实践中,建议先从关键策略(如禁止特权容器、强制镜像来源)开始,逐步扩大覆盖范围。

思考题

问题 1:为什么说 Gatekeeper 的 ConstraintTemplate + Constraint 分离设计是好的设计?

参考答案

这种分离实现了策略逻辑与策略实例的分离:1)模板(Template)定义通用的策略逻辑,由安全团队维护;2)实例(Constraint)提供具体参数,由各个命名空间或团队配置;3)模板可以复用,创建一个模板可以生成多个不同参数的实例;4)降低了使用门槛——不需要写 Rego,只需要配置参数即可使用预定义策略。

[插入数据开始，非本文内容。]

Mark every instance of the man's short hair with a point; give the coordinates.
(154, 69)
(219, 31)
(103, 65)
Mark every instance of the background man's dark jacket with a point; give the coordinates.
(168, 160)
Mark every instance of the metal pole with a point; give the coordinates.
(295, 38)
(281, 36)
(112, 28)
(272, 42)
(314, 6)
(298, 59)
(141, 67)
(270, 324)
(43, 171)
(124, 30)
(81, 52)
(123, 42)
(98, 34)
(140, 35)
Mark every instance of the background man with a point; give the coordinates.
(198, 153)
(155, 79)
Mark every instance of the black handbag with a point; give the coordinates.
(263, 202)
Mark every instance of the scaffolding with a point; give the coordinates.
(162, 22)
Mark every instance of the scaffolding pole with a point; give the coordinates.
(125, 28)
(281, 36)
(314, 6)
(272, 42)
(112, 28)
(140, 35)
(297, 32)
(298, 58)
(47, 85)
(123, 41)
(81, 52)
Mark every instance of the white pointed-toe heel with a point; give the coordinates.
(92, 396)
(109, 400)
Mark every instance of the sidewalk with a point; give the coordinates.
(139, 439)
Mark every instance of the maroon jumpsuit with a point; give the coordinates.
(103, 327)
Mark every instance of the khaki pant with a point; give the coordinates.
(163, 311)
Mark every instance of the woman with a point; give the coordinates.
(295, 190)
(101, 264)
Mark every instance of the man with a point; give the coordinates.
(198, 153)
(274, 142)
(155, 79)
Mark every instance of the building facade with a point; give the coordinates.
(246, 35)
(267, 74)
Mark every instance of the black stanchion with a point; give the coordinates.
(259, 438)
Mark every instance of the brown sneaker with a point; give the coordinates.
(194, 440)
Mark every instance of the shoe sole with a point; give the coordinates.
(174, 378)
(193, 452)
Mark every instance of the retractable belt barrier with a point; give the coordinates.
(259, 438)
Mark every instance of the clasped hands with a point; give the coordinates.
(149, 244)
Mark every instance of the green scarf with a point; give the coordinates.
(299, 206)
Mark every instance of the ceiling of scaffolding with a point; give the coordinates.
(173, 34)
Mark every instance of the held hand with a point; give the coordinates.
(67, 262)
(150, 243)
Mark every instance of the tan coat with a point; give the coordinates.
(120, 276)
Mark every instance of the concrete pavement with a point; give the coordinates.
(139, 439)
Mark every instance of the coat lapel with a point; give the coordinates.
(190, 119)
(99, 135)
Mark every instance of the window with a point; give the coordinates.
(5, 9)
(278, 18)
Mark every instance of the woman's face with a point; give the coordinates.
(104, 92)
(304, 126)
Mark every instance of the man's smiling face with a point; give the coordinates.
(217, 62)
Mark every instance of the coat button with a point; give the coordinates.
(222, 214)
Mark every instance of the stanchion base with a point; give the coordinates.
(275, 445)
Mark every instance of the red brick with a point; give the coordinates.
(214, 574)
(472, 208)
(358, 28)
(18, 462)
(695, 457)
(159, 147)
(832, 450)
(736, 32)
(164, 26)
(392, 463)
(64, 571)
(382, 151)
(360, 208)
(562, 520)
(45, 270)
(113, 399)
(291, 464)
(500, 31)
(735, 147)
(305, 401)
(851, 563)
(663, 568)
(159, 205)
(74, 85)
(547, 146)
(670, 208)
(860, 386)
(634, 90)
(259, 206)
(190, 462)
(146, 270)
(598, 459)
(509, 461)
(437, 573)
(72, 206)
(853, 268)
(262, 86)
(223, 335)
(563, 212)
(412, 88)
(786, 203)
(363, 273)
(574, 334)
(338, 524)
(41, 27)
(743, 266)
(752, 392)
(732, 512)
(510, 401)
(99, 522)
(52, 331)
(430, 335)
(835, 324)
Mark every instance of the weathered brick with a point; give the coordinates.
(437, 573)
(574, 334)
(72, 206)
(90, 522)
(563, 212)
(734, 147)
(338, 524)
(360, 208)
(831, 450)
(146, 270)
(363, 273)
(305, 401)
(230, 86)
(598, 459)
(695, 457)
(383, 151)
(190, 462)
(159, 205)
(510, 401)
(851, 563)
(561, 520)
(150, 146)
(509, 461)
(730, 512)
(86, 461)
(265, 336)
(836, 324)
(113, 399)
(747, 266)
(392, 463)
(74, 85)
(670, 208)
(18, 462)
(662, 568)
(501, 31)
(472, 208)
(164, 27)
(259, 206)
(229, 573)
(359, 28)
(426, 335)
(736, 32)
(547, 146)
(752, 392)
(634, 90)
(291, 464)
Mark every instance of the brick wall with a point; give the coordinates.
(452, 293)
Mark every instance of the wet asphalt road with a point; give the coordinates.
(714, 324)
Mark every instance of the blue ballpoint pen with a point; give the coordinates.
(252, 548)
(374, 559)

问题 2:如何设计一个既不过度阻断开发,又能够保证安全的 Gatekeeper 策略体系?

参考答案

建议采用渐进式策略:1)第一阶段使用 audit 模式,收集所有违规但不阻断;2)第二阶段使用 dryrun 模式,阻断但不产生错误,改为警告;3)第三阶段使用 deny 模式,正式阻断违规资源。同时分类策略:关键安全策略(特权容器)直接 deny,一般策略(资源限制)可以先 audit。同时提供开发者友好的错误信息,帮助快速修复。